Сухомяткин тоже, видимо, устал, его белесые бачки обиженно оттопырились, он двигался лениво, не глядя на публику и товарища, а Лохов, вспотевший, увлеченный, магически изменял цвета платков и всё прикрикивал:

— Эн, цвей, дрей, — котово!

Вдруг он замолчал на минуту и, укоризненно глядя на публику, спросил:

— Ты, что же, кума, спишь?

Мне стало жалко его.

Зиночка засмеялась, Сухомяткин начал шутливо издеваться над женой, а непонятый, обиженный артист, спрятав руки за спину, быстрыми шагами ходил по комнате и говорил:

— Забава для меня — дело серьезное, а не пустяки. Нельзя же всё только есть да чаи распивать…

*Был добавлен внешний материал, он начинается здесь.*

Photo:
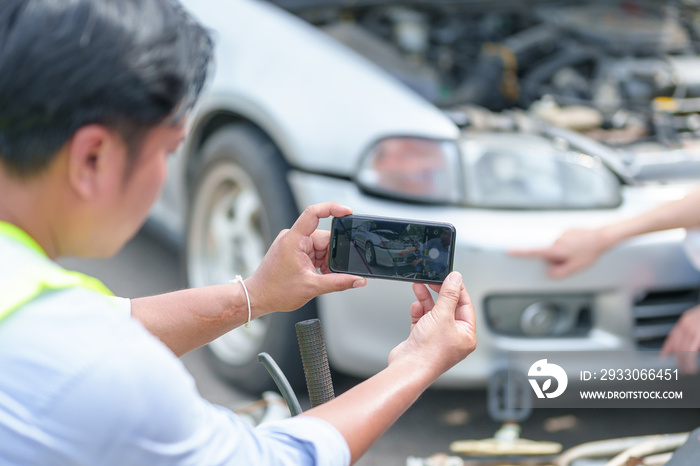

— Я понимаю, Матвей Иванович, — жалобно вставила сконфуженная хозяйка, но он не слушал ее:

— Забава — это для того, чтобы забыться от забот! Вы, женщины, конечно, не можете понять… Зинаида, идем домой.

— Погоди, кум! Сейчас чай будет…

— Пора!

— Да не сердитесь вы…

— Домой рано еще, — сказала Зиночка.

— Рано? — крикнул Лохов. — Тогда я один уйду…

Он вел себя, совсем как обиженное дитя: мне казалось, что еще немного, и этот человек может заплакать. Но все-таки удалось успокоить его, и, не скрывая своей обиды, Лохов остался.

Перешли в столовую, там уже бурлил большой серебряный самовар, окуривая люстру струей пара, раскачивая хрустальные подвески.

Лохов сидел рядом со мною, рассказывая:

— Мне эта забава свыше десяти тысяч обошлась! У нас есть редкие аппараты, из Гамбурга выписаны. Я очень слежу за новостями в этом деле.

Он тяжко вздохнул и покосился на кума, который, прислонясь к Зиночке, нашептывал ей что-то.

— Над нами смеются, то есть — больше надо мной! Дескать — фокусник. Очень хорошо, пожалуйста…

— Налить еще стаканчик? — спросила его хозяйка.

— Да, пожалуйста! Благодарю за внимание ваше, — сказал Лохов, обиженно усмехаясь, и так, что нельзя было понять — хозяйке или мне говорит он.

— Все люди фокусничают, и весьма многие — вредно. А мы с кумом — безвредные! Мы, так скажу, меценаты для себя…

— Не люблю это слово, точно бесеняты, — вновь вставила хозяйка, подвигая Лохову стакан.

Он принял чай, не поблагодарив ее, продолжал:

— Иные занимаются петушиным боем, собачьей травлей или, например, содержат газеты, как ваш хозяин; некоторые стараются выказать себя с лучшей стороны, по филантропической части, чтобы получить орден, а я люблю благородную забаву, хотя она и обман.

Он говорит непрерывно, нудно, с явной обидой в голосе и всё шевелит пальцами.

Хозяйка перестала обращать на него внимание. Она с мужем слушают шёпот Зиночки, и оба, красные от смеха, фыркают, не в силах сдержать его.

— Жизнь никому не в радость, — зудит Гарри-Лохов, барабаня пальцами по моему локтю. — Жизнь требует воображения. Находясь в церкви, воображаешь себя первым грешником, может быть, самым поганым человеком, и это — приятно для души. Это — обжигает нас. В театре воображаешь себя играющим влюбленного злодея или вообще героем. Но — каждый день в театр или в церковь не пойдешь, и остается жизнь, нуждающаяся… так скажу, в пополнении.

Он закручивает свою бородку винтом и на минуту умолкает, прищурив глаза.

Я встаю, прощаюсь и ухожу… На улице лунно и морозно, под ногами сухо скрипит снег, испачканный тенями больших купеческих домов.

Иду и грустно думаю о русском человеке, — артистически умеет играть роль несчастного этот человек!